In the Mediterranean area, as of this year, our teams specializing in the fight against energy poverty will endeavour to gain a better understanding of the different challenges faced by women and men when it comes to energy, in order to check the relevance of current responses and undertake specific activities. As another example, piloting the Energy Delivery Model developed by IIED et CAFOD in several countries where Geres works has also helped teams to ask themselves questions about the existing gender relations in their territories, think about ways that these affect our work and how best to take them into consideration to drive positive dynamics leading to an enhancement of our impacts on women and men.
Getting women and men involved in a development process means devising specific strategies as regards mobilization, training and financial engineering taking their particular constraints into account.
That’s the challenge we set ourselves!
If you are interested in the gender dimension of our projects and want to contribute to their development, don’t hesitate to get in touch with the fundraising team.
This interview was conducted by Léa Watine, partnership officer for Geres.
About Marina Dubois
Marina has more than 13 years’ experience in the design, implementation and evaluation of NGO programmes. Over the years, as she gained experience in education, entrepreneurship, protection, health and, since 2014, energy with Geres, she took a keen interest in gender relations. She then undertook dedicated training at the international gender studies and training centre in Brussels to help Geres and its partners take more account of the gender dimension.
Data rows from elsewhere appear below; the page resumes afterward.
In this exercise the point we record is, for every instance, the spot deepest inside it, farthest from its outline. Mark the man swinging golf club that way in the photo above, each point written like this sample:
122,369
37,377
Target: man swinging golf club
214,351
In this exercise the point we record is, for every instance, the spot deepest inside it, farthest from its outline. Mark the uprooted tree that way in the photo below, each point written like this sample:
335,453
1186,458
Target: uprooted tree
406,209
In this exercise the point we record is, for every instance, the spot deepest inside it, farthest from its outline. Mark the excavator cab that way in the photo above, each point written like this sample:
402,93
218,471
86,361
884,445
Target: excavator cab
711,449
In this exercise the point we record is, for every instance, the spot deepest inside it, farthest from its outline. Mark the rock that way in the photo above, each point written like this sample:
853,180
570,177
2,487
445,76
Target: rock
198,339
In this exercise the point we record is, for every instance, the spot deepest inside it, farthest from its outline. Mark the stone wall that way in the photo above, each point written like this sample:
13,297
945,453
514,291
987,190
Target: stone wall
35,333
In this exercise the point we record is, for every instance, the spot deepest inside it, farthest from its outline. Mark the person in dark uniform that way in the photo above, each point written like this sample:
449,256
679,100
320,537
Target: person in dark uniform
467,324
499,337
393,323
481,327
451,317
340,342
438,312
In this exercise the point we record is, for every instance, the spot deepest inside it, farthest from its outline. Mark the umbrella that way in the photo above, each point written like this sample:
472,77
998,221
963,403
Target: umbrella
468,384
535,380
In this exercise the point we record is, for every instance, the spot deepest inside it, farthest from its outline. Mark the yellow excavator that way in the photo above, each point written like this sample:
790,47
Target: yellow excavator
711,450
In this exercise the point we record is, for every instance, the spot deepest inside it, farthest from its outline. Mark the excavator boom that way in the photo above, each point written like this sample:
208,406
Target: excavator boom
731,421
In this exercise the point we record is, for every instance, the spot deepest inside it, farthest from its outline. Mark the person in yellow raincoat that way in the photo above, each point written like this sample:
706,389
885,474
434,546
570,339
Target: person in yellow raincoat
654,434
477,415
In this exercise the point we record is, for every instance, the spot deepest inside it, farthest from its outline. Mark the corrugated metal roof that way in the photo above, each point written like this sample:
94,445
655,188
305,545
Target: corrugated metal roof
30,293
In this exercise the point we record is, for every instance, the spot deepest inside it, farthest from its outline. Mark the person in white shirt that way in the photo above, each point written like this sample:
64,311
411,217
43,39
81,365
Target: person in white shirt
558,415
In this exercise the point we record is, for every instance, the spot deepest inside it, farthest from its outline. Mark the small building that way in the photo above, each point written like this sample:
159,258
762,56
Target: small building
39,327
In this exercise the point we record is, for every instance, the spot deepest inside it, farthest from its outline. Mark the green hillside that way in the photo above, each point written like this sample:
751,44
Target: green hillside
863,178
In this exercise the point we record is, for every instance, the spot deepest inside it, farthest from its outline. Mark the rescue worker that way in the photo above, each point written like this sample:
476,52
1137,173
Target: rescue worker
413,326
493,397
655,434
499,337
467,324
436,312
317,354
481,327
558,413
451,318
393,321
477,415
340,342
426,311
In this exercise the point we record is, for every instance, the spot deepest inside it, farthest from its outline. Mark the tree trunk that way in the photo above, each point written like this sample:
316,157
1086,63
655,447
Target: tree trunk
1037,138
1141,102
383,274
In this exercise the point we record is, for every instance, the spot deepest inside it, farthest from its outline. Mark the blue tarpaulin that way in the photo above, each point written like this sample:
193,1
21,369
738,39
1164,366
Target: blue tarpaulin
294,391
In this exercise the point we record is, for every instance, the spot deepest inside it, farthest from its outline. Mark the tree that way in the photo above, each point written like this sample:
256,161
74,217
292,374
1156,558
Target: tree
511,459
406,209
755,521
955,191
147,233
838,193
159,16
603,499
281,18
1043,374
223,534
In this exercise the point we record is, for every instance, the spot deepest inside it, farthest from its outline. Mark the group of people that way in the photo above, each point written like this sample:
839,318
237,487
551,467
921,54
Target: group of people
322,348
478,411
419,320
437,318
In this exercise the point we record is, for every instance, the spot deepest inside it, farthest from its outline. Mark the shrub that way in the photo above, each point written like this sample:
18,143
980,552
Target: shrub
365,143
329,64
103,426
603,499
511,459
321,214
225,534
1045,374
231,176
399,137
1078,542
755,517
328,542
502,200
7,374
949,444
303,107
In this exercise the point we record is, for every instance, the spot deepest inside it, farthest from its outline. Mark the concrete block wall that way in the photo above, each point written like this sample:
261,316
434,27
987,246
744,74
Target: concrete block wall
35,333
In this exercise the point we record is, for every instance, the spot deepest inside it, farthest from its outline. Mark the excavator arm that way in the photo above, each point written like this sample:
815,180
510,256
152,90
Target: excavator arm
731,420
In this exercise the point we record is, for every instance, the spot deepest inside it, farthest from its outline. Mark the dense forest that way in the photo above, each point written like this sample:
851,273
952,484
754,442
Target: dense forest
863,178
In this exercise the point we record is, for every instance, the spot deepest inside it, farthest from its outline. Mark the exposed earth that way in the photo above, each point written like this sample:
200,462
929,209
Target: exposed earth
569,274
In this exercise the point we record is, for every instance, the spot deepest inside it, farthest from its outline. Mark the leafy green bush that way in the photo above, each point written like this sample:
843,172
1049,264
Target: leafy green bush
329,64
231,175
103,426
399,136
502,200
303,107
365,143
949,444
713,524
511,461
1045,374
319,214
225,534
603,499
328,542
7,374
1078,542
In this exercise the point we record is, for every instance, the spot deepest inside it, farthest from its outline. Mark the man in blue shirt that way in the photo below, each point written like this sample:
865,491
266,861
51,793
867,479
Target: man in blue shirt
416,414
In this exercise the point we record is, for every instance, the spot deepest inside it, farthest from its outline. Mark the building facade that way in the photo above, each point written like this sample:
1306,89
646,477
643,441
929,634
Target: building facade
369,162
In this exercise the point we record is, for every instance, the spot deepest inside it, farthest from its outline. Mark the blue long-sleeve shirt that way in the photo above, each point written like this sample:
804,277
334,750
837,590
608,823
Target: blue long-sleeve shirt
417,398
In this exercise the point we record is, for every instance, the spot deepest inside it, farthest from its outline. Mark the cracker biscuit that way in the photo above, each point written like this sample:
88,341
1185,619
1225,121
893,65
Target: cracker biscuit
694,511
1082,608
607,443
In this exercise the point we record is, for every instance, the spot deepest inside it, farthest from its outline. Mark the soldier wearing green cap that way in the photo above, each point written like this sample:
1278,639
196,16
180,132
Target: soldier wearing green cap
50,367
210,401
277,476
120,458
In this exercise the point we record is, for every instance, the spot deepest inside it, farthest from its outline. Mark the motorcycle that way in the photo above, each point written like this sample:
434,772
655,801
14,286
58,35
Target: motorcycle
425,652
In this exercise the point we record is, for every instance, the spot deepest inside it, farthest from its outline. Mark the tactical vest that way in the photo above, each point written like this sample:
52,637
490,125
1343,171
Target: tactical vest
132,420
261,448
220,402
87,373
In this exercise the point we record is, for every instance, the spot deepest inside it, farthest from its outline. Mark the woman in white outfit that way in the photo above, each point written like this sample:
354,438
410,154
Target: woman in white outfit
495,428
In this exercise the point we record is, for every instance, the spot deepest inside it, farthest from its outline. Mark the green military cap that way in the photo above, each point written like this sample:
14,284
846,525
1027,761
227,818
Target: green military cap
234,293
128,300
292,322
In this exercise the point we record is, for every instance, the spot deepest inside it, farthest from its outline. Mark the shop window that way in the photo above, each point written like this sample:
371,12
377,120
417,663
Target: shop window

The gender approach consists of mobilizing men and women to enable women to realize their potential for the benefit of everyone. The approach developed initially (Women and Development) centred its support on women, essentially building their capacity in order to reduce discrimination against them. These days, interest is also increasingly focused on power relations, increasing the visibility of women’s as well as men’s interests. That’s known as the “Gender and Development” approach, acknowledging that change will only come if both sexes are made aware and mobilized.